The present research has some limitations. Even though this review was defined narrowly, with only Stanford-type interventions included, comparability of included trials is still difficult; that is, over 70 variables were assessed across studies, and data were often collected with different measurement instruments. The former aspect clearly shows that, while only comparable interventions were included where according program objectives should be similar if not identical, it is surprising that different research groups expect impacts across such large range of outcomes. Further, the aforementioned range of instruments is of concern. While this aspect was not specifically considered in this research, a careful review of questionnaires suitable for the evaluation of self-management programs should be carried out as the different instruments differ in their relative sensitivity to measure change [5], and it seems inappropriate to merge scores from different tests.
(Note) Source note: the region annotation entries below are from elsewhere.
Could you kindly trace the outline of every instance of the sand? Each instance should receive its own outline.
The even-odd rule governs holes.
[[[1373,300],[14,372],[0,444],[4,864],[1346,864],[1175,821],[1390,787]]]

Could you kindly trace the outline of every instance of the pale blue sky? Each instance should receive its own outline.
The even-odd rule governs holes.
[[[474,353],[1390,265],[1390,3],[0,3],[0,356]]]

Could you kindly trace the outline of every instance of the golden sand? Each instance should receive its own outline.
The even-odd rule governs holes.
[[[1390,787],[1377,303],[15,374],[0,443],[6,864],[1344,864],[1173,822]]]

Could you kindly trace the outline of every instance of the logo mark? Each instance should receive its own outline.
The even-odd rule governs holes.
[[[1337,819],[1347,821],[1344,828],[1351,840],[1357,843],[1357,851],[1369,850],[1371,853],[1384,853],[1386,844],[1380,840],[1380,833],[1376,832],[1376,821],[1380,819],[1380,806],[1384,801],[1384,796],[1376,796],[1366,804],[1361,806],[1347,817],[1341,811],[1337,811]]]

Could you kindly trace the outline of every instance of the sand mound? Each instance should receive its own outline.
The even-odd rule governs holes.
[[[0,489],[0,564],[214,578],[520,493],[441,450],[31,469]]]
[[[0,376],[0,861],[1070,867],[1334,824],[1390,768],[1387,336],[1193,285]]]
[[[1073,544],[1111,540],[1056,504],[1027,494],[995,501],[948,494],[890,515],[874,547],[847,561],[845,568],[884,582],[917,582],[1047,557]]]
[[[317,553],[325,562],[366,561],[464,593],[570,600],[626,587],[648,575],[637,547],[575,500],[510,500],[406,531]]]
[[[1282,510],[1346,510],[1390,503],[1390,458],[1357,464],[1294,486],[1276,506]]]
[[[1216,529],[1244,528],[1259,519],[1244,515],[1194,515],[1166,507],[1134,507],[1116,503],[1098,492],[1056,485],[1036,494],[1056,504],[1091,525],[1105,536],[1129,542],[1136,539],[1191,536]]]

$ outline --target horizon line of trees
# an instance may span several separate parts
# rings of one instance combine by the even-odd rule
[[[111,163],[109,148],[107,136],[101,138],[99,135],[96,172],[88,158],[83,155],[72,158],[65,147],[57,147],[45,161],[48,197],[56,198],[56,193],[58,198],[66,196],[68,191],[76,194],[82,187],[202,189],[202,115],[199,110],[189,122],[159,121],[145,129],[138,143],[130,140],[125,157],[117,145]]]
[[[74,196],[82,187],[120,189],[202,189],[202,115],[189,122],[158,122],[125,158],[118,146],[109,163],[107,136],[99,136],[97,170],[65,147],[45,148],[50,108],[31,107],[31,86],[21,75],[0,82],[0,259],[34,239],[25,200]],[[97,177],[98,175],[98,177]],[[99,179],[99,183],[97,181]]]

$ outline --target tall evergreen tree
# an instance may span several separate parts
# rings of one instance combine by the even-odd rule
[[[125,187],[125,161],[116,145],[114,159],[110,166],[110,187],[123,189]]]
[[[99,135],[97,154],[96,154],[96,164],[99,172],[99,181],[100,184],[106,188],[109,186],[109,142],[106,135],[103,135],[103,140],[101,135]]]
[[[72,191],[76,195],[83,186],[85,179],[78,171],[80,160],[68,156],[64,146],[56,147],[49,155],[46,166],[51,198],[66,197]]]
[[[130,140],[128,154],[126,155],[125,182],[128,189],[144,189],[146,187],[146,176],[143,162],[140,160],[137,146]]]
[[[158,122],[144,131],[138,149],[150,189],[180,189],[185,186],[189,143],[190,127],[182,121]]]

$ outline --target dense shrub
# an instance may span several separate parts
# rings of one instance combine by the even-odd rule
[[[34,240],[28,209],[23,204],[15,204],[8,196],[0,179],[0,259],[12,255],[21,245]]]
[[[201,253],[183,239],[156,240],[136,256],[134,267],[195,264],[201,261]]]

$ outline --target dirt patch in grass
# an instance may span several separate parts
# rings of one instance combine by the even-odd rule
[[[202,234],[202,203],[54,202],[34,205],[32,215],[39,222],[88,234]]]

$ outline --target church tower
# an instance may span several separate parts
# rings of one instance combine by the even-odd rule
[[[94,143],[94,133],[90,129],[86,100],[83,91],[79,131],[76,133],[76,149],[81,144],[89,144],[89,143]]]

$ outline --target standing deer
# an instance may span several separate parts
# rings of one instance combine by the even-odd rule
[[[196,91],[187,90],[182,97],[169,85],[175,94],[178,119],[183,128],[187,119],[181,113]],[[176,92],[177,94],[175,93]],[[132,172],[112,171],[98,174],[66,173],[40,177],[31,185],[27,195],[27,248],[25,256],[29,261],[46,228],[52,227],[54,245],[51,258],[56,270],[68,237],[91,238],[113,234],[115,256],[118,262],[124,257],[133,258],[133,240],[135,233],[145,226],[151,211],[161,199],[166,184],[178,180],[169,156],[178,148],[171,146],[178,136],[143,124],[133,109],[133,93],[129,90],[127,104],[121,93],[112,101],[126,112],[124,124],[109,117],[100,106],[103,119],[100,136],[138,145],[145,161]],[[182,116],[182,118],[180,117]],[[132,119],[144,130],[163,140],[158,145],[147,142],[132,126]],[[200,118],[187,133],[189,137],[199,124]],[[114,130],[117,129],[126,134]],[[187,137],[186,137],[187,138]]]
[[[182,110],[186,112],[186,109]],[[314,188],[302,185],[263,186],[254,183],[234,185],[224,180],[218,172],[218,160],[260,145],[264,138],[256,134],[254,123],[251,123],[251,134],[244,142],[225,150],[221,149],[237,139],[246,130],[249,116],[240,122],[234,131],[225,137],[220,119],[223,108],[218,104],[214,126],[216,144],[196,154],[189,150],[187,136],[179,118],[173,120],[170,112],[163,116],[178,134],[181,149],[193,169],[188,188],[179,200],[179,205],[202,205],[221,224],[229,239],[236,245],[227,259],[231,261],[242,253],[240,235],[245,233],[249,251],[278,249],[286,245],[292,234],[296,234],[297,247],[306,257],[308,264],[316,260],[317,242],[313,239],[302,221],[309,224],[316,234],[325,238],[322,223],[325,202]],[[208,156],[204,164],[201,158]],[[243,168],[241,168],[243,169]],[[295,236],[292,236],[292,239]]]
To make results comparable across studies—while taking into account the objectives of different self-management education interventions—a standardized suite of outcome variables and according instruments needs to be defined to evaluate self-management programs and make results comparable across trials. For example, the heiQ [52] may well be suitable given its robust psychometrics and wide application, including its function as the national quality and monitoring tool for the UK Expert Patients Program [55].

In summary, this research confirms other reviews in this area, suggesting that the Stanford CDSMP and other programs have nil to small effects on program participants. However, it also suggests that, when looking at the types of outcomes that trials are based on, alternative explanations for these results seem probable. As evaluations heavily rely on participant self-report, that is, outcomes that show negligible to small effects, current approaches to program evaluation may not be sufficient to assess the true impact of chronic disease self-management education. An in-depth exploration of the types of outcomes that the reviewed trials are based on is described in a separate paper.